Seorang aktivis dakwah haruslah bersabar dan berupaya menetapi kesabaran di dalam berdakwah, jangan sampai ia berhenti atau jenuh. Namun ia harus tetap terus berdakwah di jalan Allah. Dengan segenap kemampuannya, terlebih di dalam kondisi dimana berdakwah akan lebih bermanfaat lebih utama dan lebih tepat, maka ia haruslah benar-benar bersabar di dalam berdakwah dan tidak boleh jenuh, karena seorang manusia apabila dihinggapi kejenuhan maka ia akan letih dan meninggalkan (dakwah).
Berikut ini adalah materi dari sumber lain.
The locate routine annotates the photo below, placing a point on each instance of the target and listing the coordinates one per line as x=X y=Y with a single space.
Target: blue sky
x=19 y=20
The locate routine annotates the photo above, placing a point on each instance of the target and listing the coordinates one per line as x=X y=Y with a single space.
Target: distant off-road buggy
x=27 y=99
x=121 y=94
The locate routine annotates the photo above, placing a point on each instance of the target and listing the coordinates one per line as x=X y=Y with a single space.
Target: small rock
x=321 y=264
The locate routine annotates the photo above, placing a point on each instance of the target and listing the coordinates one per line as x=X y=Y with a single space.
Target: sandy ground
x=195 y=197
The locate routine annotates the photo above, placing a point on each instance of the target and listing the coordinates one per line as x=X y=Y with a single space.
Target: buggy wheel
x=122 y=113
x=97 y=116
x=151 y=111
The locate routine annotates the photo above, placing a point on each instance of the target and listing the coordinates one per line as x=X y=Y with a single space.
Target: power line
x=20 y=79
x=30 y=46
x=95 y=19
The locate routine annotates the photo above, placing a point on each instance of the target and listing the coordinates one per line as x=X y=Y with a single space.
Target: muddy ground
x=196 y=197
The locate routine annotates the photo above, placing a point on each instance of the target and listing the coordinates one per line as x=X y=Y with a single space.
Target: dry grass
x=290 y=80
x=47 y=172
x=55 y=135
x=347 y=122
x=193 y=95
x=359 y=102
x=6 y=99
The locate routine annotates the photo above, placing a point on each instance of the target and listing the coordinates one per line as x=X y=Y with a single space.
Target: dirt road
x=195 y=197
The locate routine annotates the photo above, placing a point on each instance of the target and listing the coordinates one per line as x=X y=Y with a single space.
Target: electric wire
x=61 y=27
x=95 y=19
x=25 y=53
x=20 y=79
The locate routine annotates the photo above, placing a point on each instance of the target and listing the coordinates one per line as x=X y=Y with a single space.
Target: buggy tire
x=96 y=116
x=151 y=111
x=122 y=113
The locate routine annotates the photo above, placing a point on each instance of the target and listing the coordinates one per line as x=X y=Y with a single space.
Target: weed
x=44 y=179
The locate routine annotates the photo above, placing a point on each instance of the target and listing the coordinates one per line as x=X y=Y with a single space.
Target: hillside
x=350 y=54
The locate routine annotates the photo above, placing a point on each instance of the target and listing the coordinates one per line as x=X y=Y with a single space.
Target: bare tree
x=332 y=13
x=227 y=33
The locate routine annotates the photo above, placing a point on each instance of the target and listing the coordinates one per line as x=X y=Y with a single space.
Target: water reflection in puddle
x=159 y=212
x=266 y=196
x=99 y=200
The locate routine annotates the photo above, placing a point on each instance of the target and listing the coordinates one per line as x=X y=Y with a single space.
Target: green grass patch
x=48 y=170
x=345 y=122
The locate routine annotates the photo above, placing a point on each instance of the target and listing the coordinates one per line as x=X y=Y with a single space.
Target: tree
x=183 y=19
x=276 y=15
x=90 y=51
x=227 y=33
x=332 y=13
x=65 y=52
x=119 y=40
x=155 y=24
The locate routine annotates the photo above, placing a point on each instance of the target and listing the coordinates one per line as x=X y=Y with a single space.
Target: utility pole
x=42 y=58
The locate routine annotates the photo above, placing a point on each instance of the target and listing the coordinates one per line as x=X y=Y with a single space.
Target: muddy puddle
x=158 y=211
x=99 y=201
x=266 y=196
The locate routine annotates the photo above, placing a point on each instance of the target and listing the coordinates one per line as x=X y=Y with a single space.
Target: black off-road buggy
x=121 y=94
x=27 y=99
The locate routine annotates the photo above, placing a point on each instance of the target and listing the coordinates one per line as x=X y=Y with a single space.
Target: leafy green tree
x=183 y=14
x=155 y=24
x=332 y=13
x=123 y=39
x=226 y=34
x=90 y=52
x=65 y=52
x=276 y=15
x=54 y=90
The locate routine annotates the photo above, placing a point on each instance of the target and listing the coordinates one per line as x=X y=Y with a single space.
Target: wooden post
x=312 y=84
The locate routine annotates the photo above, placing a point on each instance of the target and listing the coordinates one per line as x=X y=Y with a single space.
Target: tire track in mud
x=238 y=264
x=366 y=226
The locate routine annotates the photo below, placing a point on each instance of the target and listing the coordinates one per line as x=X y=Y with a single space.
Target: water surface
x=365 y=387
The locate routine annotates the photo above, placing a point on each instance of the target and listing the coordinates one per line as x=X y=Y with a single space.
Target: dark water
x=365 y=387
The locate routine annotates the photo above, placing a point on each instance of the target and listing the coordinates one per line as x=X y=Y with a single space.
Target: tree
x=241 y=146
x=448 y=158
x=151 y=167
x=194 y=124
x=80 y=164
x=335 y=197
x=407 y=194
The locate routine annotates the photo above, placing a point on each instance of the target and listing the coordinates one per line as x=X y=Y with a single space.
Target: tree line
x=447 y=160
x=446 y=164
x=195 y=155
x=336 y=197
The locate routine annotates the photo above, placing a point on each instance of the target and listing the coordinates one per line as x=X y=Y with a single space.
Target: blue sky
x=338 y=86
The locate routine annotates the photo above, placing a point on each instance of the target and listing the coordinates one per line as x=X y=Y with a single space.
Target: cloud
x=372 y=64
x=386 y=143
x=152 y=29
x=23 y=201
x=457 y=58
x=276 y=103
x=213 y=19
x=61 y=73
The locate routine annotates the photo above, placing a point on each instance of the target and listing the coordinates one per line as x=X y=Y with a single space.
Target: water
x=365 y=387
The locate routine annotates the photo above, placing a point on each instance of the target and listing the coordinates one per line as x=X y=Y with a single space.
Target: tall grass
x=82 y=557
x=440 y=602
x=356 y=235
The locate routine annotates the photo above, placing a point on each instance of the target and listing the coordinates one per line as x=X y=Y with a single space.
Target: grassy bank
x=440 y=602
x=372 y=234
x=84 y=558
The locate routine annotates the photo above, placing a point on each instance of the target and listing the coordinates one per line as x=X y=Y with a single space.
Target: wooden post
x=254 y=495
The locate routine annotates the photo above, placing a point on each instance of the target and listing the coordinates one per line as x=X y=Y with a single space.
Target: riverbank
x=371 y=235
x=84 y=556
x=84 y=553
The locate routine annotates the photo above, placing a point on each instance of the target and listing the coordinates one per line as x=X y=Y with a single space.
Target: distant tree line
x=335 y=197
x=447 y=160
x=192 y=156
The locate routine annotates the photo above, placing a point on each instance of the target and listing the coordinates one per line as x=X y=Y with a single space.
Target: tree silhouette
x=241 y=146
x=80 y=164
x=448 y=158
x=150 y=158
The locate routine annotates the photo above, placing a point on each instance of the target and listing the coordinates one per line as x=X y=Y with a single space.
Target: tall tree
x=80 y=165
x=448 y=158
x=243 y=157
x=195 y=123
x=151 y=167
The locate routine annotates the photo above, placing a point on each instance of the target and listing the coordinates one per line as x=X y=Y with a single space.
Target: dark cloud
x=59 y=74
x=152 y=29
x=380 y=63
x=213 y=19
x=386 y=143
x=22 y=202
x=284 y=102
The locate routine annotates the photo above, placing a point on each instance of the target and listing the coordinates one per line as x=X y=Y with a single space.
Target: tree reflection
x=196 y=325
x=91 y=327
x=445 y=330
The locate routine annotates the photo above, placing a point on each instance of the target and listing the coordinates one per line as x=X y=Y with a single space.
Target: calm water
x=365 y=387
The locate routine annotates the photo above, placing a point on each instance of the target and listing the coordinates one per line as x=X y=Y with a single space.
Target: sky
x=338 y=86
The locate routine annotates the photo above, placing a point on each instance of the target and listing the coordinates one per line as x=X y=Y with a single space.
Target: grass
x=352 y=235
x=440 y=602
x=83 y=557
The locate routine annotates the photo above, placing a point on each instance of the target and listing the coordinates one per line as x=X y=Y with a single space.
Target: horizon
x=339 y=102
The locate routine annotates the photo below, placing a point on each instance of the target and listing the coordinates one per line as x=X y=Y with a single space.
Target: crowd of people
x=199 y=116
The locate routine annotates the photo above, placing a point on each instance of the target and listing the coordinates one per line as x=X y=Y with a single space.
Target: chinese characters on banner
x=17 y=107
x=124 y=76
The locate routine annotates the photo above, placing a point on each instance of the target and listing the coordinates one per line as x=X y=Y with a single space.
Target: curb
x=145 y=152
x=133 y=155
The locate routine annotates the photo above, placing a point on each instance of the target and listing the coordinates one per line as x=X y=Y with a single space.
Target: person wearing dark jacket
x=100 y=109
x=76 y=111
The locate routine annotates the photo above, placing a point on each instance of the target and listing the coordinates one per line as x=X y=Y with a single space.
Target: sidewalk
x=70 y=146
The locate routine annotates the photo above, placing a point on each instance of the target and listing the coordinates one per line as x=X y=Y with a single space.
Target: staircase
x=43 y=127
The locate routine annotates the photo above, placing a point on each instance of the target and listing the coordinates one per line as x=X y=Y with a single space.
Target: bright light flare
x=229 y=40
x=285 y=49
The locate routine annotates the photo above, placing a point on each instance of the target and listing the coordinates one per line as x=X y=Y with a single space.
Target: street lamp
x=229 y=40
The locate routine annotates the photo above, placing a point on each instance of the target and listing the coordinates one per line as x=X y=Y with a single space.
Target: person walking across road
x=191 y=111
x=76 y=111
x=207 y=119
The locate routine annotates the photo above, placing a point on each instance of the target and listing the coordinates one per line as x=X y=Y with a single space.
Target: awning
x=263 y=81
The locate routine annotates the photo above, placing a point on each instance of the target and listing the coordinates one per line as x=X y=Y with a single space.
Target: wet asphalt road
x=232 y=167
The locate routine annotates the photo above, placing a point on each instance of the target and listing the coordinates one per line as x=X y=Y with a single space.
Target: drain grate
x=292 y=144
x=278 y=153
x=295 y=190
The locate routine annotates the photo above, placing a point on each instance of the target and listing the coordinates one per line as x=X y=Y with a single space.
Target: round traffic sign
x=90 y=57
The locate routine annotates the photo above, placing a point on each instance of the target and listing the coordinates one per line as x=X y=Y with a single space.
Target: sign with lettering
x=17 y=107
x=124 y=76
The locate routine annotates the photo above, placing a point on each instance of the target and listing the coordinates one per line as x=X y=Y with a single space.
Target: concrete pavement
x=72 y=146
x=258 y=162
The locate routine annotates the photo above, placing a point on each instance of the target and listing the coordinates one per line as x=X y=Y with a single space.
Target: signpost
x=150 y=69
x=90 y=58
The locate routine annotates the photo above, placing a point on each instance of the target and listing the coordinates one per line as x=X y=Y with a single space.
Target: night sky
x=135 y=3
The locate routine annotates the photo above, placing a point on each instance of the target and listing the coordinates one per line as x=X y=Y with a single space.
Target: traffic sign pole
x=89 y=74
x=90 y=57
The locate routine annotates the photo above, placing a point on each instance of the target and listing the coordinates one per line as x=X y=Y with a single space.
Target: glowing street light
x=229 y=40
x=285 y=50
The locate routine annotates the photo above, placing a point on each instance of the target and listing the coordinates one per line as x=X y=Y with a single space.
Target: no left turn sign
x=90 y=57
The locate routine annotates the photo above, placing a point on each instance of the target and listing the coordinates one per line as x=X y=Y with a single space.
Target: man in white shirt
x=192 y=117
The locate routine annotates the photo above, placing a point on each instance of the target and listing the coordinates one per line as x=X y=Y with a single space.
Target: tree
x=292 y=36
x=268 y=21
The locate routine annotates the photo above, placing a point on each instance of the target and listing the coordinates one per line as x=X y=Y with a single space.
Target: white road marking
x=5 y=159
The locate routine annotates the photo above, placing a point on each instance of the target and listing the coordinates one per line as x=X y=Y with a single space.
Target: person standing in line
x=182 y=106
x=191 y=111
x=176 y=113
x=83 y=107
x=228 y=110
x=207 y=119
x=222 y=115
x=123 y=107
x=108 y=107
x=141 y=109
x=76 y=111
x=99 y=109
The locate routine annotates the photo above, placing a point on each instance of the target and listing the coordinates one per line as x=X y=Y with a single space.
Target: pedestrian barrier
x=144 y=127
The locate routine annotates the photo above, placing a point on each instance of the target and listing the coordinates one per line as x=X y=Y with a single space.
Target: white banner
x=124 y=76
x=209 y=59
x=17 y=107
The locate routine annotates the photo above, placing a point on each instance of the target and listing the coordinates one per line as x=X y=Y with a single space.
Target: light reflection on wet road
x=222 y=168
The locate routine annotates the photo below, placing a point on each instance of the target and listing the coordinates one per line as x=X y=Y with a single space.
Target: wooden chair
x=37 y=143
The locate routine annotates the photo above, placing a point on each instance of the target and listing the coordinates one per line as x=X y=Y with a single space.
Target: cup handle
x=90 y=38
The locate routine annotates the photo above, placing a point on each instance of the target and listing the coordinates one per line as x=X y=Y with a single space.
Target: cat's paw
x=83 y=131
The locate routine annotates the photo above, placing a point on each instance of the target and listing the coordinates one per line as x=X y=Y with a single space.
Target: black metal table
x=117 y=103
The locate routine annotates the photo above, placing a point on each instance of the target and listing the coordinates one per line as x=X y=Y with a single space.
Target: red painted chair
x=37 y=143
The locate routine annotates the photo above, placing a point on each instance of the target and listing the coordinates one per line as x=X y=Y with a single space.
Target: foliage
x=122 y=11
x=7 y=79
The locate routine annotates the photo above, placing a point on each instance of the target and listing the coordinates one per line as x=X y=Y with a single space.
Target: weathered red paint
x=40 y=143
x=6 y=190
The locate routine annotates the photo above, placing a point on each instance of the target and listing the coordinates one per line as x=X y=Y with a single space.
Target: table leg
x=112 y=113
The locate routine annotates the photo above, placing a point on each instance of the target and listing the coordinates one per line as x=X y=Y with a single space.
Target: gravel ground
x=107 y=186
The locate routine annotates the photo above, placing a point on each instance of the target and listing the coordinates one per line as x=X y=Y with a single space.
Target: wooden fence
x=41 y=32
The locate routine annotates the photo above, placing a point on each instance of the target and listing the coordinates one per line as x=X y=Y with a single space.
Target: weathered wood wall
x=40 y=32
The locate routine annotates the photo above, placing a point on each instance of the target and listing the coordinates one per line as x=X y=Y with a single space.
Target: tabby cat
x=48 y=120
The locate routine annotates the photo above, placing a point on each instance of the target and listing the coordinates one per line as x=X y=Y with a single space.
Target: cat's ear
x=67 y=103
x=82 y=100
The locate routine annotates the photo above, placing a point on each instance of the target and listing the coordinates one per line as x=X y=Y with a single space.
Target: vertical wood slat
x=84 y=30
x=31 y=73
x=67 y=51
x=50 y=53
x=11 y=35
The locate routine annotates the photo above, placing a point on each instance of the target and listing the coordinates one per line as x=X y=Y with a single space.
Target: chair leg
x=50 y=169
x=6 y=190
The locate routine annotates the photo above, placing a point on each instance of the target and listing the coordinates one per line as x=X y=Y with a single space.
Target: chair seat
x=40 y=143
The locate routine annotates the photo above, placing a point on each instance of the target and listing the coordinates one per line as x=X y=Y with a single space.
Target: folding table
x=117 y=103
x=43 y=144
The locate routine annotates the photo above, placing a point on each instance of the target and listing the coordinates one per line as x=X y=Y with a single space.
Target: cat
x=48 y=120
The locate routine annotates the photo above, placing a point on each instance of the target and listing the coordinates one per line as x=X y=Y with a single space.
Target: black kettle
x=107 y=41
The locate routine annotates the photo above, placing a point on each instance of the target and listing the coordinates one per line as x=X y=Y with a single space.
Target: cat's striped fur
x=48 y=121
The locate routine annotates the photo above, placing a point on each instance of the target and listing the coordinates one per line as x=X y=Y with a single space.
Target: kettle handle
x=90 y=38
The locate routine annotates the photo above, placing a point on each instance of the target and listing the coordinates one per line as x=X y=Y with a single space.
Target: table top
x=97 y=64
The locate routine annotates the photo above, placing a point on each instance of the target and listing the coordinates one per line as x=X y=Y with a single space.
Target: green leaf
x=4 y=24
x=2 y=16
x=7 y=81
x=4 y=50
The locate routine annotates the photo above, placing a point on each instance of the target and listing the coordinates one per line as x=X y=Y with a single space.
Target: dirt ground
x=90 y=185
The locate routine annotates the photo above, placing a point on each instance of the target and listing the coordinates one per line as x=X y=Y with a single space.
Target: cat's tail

Akan tetapi, apabila ia menetapi kesabaran di atas dakwahnya maka ia akan meraih pahala sebagai orang-orang yang sabar di satu sisi, dan di sisi lain ia akan mendapatkan kesudahan yang baik. Dengarkanlah firman Allah Azza wa Jalla yang menyeru Nabi-Nya :
Itu adalah di antara berita-berita penting tentang hal yang ghaib yang kami wahyukan kepadamu (Muhammad); tidak pernah kamu mengetahuinya dan tidak (pula) kaummu sebelum ini. Maka bersabarlah; Sesungguhnya kesudahan yang baik adalah bagi orang-orang yang bertakwa.” (QS Huud : 49)
Seorang aktivis dakwah tetaplah harus bersabar atas segala hal yang merintangi dakwahnya berupa sanggahan-sanggahan dan bantahan-bantahan, karena setiap manusia yang menjadi seorang aktivis dakwah di jalan Allah pastilah akan menghadapi rintangan :
Dan seperti itulah, Telah kami adakan bagi tiap-tiap nabi, musuh dari orang-orang yang berdosa. dan cukuplah Tuhanmu menjadi pemberi petunjuk dan penolong.” (QS al-Furqon : 31)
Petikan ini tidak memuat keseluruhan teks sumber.